Tuesday 31 May 2016

Warning: This Bunny Hole has LONG Tunnels

That should have been on the entrance to this weaving bunny hole I fell down some years ago.  I've been wandering around and getting into mischief here for quite some time but really, somebody should have warned me about the wretched side tunnels...

I started weaving to work with my handspun.  Thus far, only a very few of my woven projects have used handspun.  I found that I like to weave with cotton, but I don't like spinning it.  I also like new challenges.  Recall the conversation with Mandy on the way home from Ogdensburg when we picked up my Swatch Maker loom?  I decided to try Tencel.  Seems fairly straight forward.  Except, I never, ever, seem to take the straight forward route, do I?  ADHD has it's "creative advantages", ahem.  I decided I wanted to make painted warps.  But I know very little about fibre reactive dyes for cellulose fibres so I did a LOT of research.  I may be impulsive, but I am also a perfectionist, so when I get an impulse there is usually a lot of research before I actually dive in.  And, oh my, I have dived in DEEP this time.  This post covers barely the entrance to this particular tunnel, so stay tuned.

I learned from Paula Burch's excellent site "All About Hand Dyeing" a LOT about procion MX fibre reactive dyes.  Paula is a tie-dyer, not a yarn dyer, but she still had plenty of information to get me started.  What she didn't have was numbers.  I am a numbers person.  I like to measure and I don't like to waste.  For that, I found Diane Franklin's Dyeing Alchemy.  The book is very good, though again, it's about fabric dyeing, not yarn.  The spreadsheets are AWESOME!!!  I love a good spreadsheet and I will be able to adapt one of them for painting without much trouble, I think.

I ordered 25g jars of 8 colours of MX dye from G&S in Toronto, choosing the colours based on Paula Burch's table of "pure" MX dye colours.  There are 14 pure colours, the rest are mixes made by the various suppliers.  And I enlisted my friend, Sandy, to go on this adventure with me.  There was going to be sampling, a lot of sampling, a crazy amount of sampling.  I did a bunch of playing with the spreadsheets and made a plan.  2g samples of Tencel (I bought some from Brassard, then my friend Judith gifted me another pound cone to play with) are 15 yards long on my niddy noddy.  I made a lot of skeins of Tencel and some of cotton for comparison.  The first Friday we got together at the Guild Studio Sandy made a lot more skeins and we did value runs for Hot Pink, Orange, and Fuchsia and we did a mixing gradient of Hot Pink and Orange which was reported to give a truer primary red.  The skeins tangled rather terribly, but otherwise it went very well and we were pleased with our results. 
The trouble with fibre reactive dyes is they don't keep in solution very long, so I did some more at home that weekend to use up what we had.  I did the Royal Blue value run and the mixed runs of purples using the Royal Blue against the Hot Pink, Fuchsia and a mix of Hot Pink and Orange.

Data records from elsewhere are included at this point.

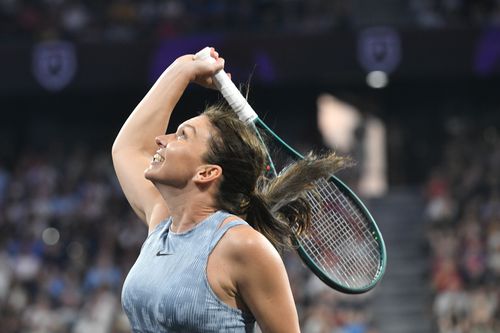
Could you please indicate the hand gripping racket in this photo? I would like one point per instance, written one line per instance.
(343, 245)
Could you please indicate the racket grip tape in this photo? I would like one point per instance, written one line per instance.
(228, 89)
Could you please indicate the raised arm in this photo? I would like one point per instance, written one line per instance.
(135, 144)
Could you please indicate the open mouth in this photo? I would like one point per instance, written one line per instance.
(157, 158)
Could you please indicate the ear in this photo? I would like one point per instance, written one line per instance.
(207, 173)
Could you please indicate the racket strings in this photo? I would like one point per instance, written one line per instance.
(339, 240)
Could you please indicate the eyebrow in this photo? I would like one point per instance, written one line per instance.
(190, 126)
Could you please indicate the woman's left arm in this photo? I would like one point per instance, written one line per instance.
(262, 282)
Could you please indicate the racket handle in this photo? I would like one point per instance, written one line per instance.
(227, 88)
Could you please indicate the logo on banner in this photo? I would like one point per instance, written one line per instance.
(379, 49)
(54, 64)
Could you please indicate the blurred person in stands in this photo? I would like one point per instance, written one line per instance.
(209, 263)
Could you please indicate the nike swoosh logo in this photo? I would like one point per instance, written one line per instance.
(163, 254)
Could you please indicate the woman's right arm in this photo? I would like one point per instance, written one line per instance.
(135, 144)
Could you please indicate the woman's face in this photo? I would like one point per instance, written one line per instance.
(181, 153)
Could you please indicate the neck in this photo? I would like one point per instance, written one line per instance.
(188, 207)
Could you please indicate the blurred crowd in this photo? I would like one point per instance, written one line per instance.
(463, 213)
(68, 239)
(125, 20)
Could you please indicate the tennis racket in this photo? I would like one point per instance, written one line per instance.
(343, 245)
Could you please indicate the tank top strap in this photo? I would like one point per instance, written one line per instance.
(221, 230)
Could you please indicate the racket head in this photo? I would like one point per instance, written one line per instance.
(321, 247)
(347, 252)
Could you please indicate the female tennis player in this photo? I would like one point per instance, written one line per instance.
(210, 262)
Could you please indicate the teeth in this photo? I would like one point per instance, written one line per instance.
(158, 158)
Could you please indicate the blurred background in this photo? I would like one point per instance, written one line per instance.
(410, 89)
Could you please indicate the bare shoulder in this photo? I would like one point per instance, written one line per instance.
(244, 244)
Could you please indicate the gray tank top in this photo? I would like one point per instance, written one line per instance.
(167, 289)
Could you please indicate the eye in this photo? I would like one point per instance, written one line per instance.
(181, 135)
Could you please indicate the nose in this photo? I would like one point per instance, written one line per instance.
(161, 141)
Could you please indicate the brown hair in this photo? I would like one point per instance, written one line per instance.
(276, 207)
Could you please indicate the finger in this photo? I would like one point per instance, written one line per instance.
(214, 54)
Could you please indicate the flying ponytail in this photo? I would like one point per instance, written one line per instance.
(277, 207)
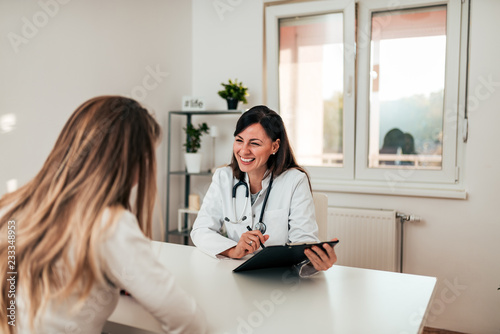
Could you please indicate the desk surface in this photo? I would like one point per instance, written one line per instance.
(340, 300)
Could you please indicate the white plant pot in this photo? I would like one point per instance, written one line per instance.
(193, 162)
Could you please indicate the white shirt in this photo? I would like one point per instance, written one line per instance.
(289, 215)
(128, 263)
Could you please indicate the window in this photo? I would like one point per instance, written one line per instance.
(392, 122)
(312, 80)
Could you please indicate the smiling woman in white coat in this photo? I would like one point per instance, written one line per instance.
(262, 197)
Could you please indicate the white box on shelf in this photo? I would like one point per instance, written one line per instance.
(192, 103)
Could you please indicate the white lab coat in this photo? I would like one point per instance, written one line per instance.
(289, 214)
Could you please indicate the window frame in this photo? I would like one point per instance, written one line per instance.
(447, 174)
(347, 8)
(355, 176)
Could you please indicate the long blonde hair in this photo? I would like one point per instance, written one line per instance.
(107, 145)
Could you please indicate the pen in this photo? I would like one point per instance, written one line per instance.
(261, 244)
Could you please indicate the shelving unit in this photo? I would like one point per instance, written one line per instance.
(184, 233)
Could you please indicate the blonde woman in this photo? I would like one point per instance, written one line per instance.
(71, 239)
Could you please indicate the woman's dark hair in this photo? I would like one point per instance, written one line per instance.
(275, 128)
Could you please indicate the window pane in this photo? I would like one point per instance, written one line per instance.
(408, 50)
(311, 71)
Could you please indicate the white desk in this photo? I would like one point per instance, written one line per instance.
(340, 300)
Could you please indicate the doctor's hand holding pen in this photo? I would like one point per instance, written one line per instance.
(249, 242)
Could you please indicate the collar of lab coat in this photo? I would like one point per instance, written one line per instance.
(265, 181)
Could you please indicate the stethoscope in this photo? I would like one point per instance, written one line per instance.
(261, 226)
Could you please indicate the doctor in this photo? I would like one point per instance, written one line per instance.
(262, 197)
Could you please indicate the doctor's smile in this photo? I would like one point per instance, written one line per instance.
(252, 148)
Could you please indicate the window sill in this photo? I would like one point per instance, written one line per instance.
(455, 191)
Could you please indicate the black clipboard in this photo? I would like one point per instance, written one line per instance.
(279, 256)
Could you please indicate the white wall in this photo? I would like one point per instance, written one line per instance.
(84, 49)
(457, 241)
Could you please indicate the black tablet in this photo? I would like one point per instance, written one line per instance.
(279, 256)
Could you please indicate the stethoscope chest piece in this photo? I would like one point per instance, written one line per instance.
(261, 227)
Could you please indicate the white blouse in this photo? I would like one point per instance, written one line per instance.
(129, 263)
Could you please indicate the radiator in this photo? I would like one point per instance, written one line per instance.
(368, 238)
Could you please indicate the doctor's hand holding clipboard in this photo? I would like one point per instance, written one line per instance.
(263, 197)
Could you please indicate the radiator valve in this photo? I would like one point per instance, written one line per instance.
(408, 218)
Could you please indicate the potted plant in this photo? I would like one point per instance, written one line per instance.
(193, 144)
(233, 92)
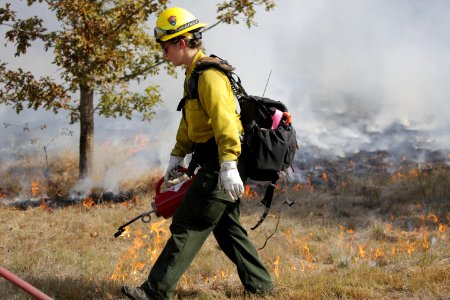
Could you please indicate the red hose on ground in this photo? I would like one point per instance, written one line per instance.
(23, 285)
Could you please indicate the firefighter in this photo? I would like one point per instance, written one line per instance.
(210, 129)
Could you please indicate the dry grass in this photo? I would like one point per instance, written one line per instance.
(370, 238)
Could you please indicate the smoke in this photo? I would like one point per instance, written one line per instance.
(356, 76)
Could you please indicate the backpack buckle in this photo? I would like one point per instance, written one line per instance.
(287, 118)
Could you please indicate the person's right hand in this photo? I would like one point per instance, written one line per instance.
(175, 162)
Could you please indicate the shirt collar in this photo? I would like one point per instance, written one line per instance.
(197, 56)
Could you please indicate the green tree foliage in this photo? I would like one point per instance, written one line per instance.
(101, 46)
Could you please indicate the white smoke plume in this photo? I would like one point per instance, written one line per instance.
(356, 75)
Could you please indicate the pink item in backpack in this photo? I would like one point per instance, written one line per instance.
(276, 118)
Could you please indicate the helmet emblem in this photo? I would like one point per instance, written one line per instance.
(172, 20)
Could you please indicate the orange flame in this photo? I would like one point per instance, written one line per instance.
(425, 244)
(34, 188)
(297, 187)
(362, 252)
(134, 260)
(276, 264)
(88, 202)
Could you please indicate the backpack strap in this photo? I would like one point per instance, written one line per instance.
(205, 63)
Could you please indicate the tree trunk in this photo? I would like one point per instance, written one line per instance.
(86, 130)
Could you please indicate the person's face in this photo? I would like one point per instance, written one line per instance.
(171, 51)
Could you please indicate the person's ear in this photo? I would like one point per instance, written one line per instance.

I made a lot more skeins of Tencel and cotton and figured out a way to tie them that I hoped would result in less tangling.  Fibre reactive dyes need a lot of stirring and washing and rinsing, which means a lot of moving skeins around in water.  We got together again on a Friday, this time our friend, Catherine, joined us.  We made more value runs with Bright Yellow, Golden Yellow, Ceruleun Blue and Black and we did the mixing gradients of greens with the blue and both yellows, and of oranges with Fuchsia and the yellows, and Fuschia and the blue.  That was plenty for one day.


At home, I finished the oranges, greens and purples that weren't done yet.  I thought I was doing it alone, but, true to form, Hobbes turned up to be the day's Helpy Helper.  He thought maybe he'd like to try purple highlights on his ginger.  I convinced him that he is gorgeous the way he is and, after checking the set up thoroughly to satisfy himself that I could manage, left me be to get on with it.

Now we have a set of samples to evaluate and work from and we have learned a lot.  I need to get them into a sample book so I can show them to you in an organized way.  There will still be more samples and then we will start sampling actual warps.  But first, Jan is going to teach me to use a warping reel!